Hamed Salehi, a cryptocurrency and blockchain technology researcher, said the Energy Ministry’s lack of transparency on large crypto mining operations – including the amount of energy each consumed and the type of equipment they use – fuels disinformation and creates a less than welcoming climate for an industry that is not under the yoke of US sanctions.
“What is wrong if foreigners enter Iran, get all the official permits and invest money to even build electrical substations for their [cryptocurrency mining] farms? He asked Al Jazeera, adding: “It would be a victory for them, for the government and for the people.”
“Crypto mining is currently the most money-ready industry in Iran under sanctions and that’s while miners pay for their electricity at export tariffs,” Salehi said.
Although Jomhouri-e Eslami’s editorial criticized “red farms,” there is only one crypto mining farm jointly owned by China in the country, Mostfa Rajabi Mashhadi said last week. -speak of the Iranian electricity industry.

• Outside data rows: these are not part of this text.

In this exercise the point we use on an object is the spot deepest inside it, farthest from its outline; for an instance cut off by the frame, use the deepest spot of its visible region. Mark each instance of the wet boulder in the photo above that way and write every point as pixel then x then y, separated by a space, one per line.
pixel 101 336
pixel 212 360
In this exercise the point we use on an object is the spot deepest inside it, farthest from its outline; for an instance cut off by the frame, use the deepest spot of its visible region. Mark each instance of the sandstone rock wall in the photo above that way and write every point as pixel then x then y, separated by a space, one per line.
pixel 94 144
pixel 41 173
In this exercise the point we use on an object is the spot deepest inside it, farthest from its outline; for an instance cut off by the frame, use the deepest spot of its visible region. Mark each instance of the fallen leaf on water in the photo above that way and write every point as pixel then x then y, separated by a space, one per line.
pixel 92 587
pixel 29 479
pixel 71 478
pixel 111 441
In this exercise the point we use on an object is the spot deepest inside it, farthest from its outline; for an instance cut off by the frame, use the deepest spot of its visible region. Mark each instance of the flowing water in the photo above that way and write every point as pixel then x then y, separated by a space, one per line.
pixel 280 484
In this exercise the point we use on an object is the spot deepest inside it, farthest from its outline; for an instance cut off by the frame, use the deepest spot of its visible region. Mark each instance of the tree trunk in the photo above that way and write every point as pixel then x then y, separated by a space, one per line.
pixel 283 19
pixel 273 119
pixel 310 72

The farm in question is managed by Iran & China Investment Development Group. On January 14, Iranian officials announced that, along with a number of other Iranian crypto farms, power would be cut for two weeks without notice.
Mohammad Hassan Ranjbar, CEO of Iran & China Investment Development Group, issued a statement condemning the movement and the hype around cryptocurrency mining.
“China is currently the only country that can invest in Iran because of the sanctions. It is both rich and rich in technology, so we can lay the groundwork for more investment by helping each other, ”he wrote, warning that China could transfer its activities to another country, given that bitcoin mining “is profitable all over the world” at its recent valuation.
“They don’t even need to build power substations, are supported by governments and people and are not sanctioned,” Ranjbar added.
China is currently the only country that can invest in Iran because of the sanctions.
Crackdown on illegal mining
It’s not just crypto farms operating above the board that are in the crosshairs.
President Rouhani’s chief of staff Mahmoud Vaezi, who previously served a four-year term as minister of information and communications technology, announced earlier this week that the intelligence ministry would start investigating the illegal cryptocurrency mining operations.
“It would also be wrong to say the government is using bitcorn,” he said, mispronouncing the name of the world’s largest cryptocurrency.
Mohammad Hassan Motevalizadeh, CEO of the state-owned power company Tavanir, said this week that 45,000 illegal mining devices using 100 MW per day were confiscated recently.
Illegal devices that have not been trapped are estimated to consume up to 300 MW per day, less than one percent of Iran’s peak electricity consumption.
It would be pointless to say that cryptocurrency mining is causing power outages in Iran with all evidence to the contrary, said a 30-year-old man who operates a legal farm with nearly 1,000 devices and has asked to stay anonymous due to sensitivities involved.
“The solution to solving the blackouts would be for officials and the Energy Ministry to develop infrastructure and methods of delivering electricity during peak hours,” he told Al Jazeera, adding that the expansion of solar and wind power plants would be a promising avenue.
“I agree that illegal farms should be dealt with,” said researcher Salehi.
“It tells foreigners not to come to Iran because something like that could happen to them at any time. And that falsely tells people that crypto mining is for profiteers who waste public resources.